Series commemorates influential balletomane By BETTY WEBB
Tribune
Ballet Arizona celebrates choreographer George Balanchine’s centennial year with special enthusiasm because Ib Andersen, the company’s artistic director, danced and studied with the ballet master.
“The most important lesson I learned with him as a dancer was how to express almost everything through your body,” Andersen says, taking a break from rehearsal. “And the most important thing I learned from him as a choreographer was how to use music.”
Andersen says part of Balanchine’s genius came from the fact that he was a trained musician himself, which gave him a special understanding of musical scores and their underlying rhythms.
“When Balanchine choreographed, the music became greater than it was originally,” he says.

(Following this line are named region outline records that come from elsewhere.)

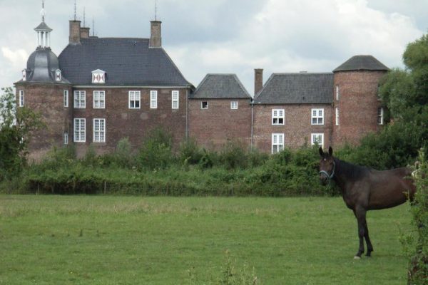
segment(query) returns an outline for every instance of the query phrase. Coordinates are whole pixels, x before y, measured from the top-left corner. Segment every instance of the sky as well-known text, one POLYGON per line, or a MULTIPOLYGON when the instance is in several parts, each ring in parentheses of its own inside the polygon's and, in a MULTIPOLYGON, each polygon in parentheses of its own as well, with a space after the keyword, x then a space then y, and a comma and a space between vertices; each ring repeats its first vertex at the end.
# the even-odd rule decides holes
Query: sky
MULTIPOLYGON (((428 31, 428 0, 76 0, 77 19, 98 37, 150 37, 195 87, 207 73, 235 73, 250 95, 254 68, 331 72, 355 55, 404 68, 407 45, 428 31), (83 11, 84 15, 83 17, 83 11), (94 28, 93 28, 94 27, 94 28)), ((0 0, 0 87, 12 86, 35 51, 41 0, 0 0)), ((74 0, 45 0, 59 56, 68 43, 74 0)))

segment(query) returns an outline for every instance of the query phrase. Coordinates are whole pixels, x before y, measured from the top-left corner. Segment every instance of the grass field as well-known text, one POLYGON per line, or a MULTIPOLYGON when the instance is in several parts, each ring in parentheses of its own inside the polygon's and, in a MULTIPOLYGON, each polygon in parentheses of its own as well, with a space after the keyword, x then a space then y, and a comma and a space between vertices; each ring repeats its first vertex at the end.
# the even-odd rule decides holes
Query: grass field
POLYGON ((354 260, 340 197, 0 195, 0 284, 216 284, 227 251, 263 284, 404 284, 408 209, 369 212, 373 256, 354 260))

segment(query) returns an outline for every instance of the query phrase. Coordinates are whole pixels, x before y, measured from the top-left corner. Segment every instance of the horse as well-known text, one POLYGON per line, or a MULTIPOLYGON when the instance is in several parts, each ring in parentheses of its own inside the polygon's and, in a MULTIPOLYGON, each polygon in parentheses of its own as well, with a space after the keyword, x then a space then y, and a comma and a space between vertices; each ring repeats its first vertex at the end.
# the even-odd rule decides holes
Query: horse
POLYGON ((364 253, 364 239, 367 246, 367 256, 370 256, 373 246, 369 237, 366 212, 371 209, 387 209, 413 200, 416 187, 408 167, 378 171, 357 166, 333 157, 333 149, 328 152, 320 147, 320 180, 324 185, 334 180, 340 189, 346 206, 357 218, 360 247, 355 256, 364 253))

Balanchine was born in St. Petersburg, Russia, in 1904. The son of a composer, he studied piano and music theory at the same time he studied dance. He began to choreograph while still in his teens and after forming his own ballet company, moved to London, where he was asked by impresario Serge Diaghilev to serve as ballet master for Ballets Russes. In 1933, he came to the U.S. and served as ballet master of the New York City Ballet until his death in 1983.

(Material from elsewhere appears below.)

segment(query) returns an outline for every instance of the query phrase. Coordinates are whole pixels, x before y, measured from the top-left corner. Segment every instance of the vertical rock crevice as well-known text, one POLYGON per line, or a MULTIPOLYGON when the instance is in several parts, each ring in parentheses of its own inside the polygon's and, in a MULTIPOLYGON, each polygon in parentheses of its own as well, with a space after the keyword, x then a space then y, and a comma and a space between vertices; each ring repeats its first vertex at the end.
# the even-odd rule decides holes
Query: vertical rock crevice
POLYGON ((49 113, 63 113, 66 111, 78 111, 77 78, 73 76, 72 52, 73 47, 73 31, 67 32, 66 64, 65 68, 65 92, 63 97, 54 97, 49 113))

He left behind an enormous legacy.
“Balanchine’s scope was astounding,” Andersen says. “He choreographed more than 400 ballets, and every one of them is different. Of those ballets, 50 to 70 are considered masterpieces. Who else can match that record?”
Ballet Arizona will be performing six of Balanchine’s best-known ballets, three each on different days.
But Sunday will be a particularly special day in the history of Ballet Arizona because it features the farewell concert of Yen-Li Chen-Zhang, the company’s prima ballerina. In addition to other works, she will dance her signature piece, the White Swan, from “Swan Lake.”
“There’s going to be an awful lot of dancing that weekend,” says Ib Andersen, artistic director of Ballet Arizona. “I think everyone will be very, very happy.”